By Rain Blanken
Batik is a beautiful method of dying that can produce large abstract designs or intricate pictures that tell a story. Learn how to mix your batik wax so that you’ll get the batik look you want.
There are a two kinds of wax traditionally used:
- Paraffin wax (as used in most candles)
When selecting your wax, consider what kind of look you want for your batik. Paraffin wax is less flexible, so it is excellent for the crackle effect that is a signature of batik work. Beeswax and micro crystalline wax are very flexible, so they do not allow for any crackling in the design.
Most professional batik artists would agree that a mix of beeswax and paraffin is best to get a slight crackling in the design without losing the smooth image that beeswax provides.
- More Paraffin: If you enjoy the crackling lines of batik, consider adding more paraffin than beeswax to your mix. 2 parts paraffin to 1 part beeswax. When using this mixture, make sure that the wax is penetrating all the way through the fabric.
- Equal Parts: Combine equal parts of paraffin and beeswax to get good absorption into your fabric without losing the spontaneous lines of the crackling paraffin. This is great for stamping fabric with batik wax.
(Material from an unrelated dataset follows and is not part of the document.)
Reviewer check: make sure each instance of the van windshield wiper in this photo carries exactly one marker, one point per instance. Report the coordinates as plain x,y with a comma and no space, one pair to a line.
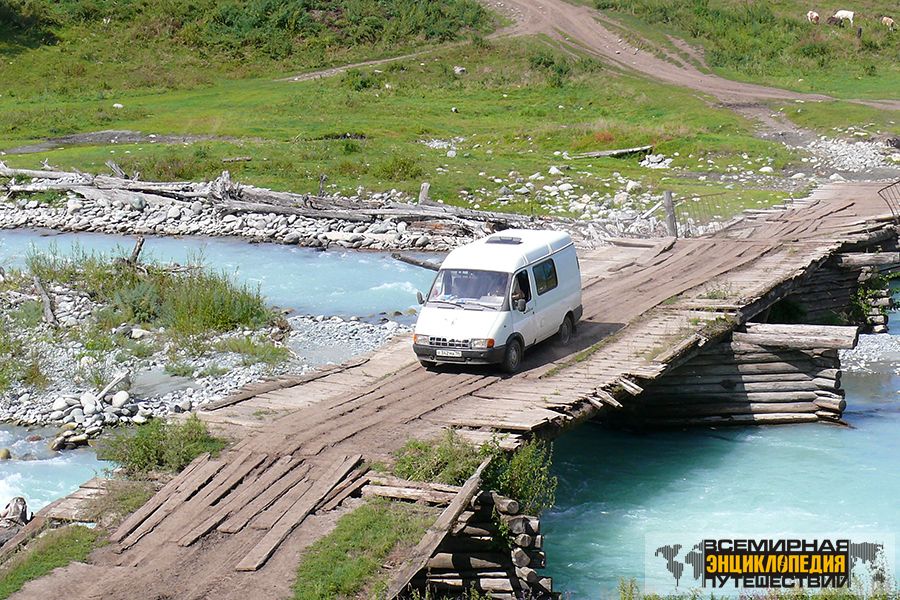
451,303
- More Beeswax: If you are into making large definable shapes with your wax, mix 2 parts beeswax to 1 part paraffin.
- Beeswax Only: Use beeswax by itself if you are intending to make very precise lines, letters and shapes. Keep in mind that you’re going to loose some of the charm of batik without the crackling lines. This is most useful if you are intending to dye the fabric several times and add in crackle later.
I’d like to note that lots of reader have had success using microwavable soy wax. Soy wax is now available in most craft stores in the candle making department. The soy wax heats at a lower temperature than the beeswax/paraffin mix, and is much easier to wash out after dying.
Users have cited that the soy wax is great for both crackled and smooth designs without the fumes produced.